Other embodiments of the invention will be apparent to those skilled in the art from consideration of the specification and practice of the invention disclosed herein. This invention is intended to cover any variations, uses, or adaptations of the invention following, in general, the principles of the invention and including such departures from the present disclosure as come within known or customary practice within the art to which the invention pertains. It is intended that the specification and examples be considered as exemplary only, with a true scope and spirit of the invention being indicated by the following claims.

It will be understood that the invention is not limited to the precise arrangements described above and shown in the drawings and that various modifications and changes may be made without departing from the scope thereof. The scope of the invention is limited only by the appended claims.

Claims

1. A human body action recognition method is characterized by comprising the following steps:

2. The method according to claim 1, wherein the obtaining three-dimensional bone key points corresponding to the image data to be identified comprises:

acquiring image data to be identified;

determining corresponding two-dimensional bone key points based on the image data to be identified;

based on the two-dimensional bone keypoints, corresponding three-dimensional bone keypoints are determined.

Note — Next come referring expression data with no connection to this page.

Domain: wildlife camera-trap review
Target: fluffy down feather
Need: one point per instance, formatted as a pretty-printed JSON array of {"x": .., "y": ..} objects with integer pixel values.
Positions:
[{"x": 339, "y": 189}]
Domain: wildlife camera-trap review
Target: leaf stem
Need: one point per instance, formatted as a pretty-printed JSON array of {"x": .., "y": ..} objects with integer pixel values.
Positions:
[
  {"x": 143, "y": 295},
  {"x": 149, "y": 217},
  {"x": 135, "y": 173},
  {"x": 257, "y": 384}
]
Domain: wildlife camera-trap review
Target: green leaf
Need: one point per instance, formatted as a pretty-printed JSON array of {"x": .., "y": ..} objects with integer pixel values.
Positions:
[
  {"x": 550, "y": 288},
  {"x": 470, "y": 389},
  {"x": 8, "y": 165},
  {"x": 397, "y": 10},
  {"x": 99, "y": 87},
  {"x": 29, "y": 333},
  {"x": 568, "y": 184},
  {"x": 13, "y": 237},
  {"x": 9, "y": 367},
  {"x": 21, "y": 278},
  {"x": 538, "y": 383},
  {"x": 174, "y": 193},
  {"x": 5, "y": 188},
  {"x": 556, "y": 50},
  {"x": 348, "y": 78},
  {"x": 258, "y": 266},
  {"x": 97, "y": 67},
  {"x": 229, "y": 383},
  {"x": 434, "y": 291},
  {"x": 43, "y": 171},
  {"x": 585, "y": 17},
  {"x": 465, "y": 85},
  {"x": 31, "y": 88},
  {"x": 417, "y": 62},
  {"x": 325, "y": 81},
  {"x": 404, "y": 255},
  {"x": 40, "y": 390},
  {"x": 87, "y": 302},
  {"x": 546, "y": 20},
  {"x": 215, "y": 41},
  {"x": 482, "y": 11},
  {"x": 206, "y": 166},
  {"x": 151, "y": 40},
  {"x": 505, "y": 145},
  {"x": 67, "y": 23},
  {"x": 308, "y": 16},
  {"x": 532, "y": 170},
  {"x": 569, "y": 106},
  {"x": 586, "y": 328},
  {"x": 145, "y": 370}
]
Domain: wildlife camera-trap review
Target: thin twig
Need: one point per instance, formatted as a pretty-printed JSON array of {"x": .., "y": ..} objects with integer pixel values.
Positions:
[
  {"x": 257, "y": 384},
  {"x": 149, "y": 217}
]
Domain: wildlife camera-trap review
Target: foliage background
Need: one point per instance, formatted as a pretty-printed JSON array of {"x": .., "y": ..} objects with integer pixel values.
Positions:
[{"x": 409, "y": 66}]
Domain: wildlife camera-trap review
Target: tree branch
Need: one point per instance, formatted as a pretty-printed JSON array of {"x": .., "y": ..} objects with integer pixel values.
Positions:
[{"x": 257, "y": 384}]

3. The method of claim 2, wherein determining corresponding two-dimensional bone keypoints based on the image data to be identified comprises:

determining the corresponding two-dimensional bone key points based on the image data to be recognized and a lightweight bone neural network model obtained through training; the lightweight skeletal neural network model is a student network and is obtained by training in a knowledge distillation mode based on a Hourglass architecture.

4. The method of claim 2, wherein said determining, based on said two-dimensional bone keypoints, corresponding three-dimensional bone keypoints comprises:

and determining the corresponding three-dimensional bone key points by adopting a mapping neural network model obtained by training based on the two-dimensional bone key points.

5. The method of claim 1, wherein said identifying a corresponding action pose based on said three-dimensional skeletal keypoints comprises:

and identifying the corresponding action posture by adopting an LSTM neural network model obtained by training based on the three-dimensional skeleton key points.

6. The method according to any one of claims 1 to 5, wherein the determining the target behavior type corresponding to the image data to be recognized by using a finite state machine model based on the recognized action gesture comprises:

and determining the target behavior type corresponding to the image data to be recognized based on the recognized action posture and the state transition diagram corresponding to each behavior type.

7. A human body motion recognition device, comprising:

8. The apparatus of claim 7, wherein the first processing module is specifically configured to:

9. An electronic device, comprising: a memory, a transceiver, and at least one processor;

the at least one processor executing the computer-executable instructions stored by the memory causes the at least one processor to perform the method of any one of claims 1-6.

10. A computer-readable storage medium having computer-executable instructions stored thereon which, when executed by a processor, implement the method of any one of claims 1-6.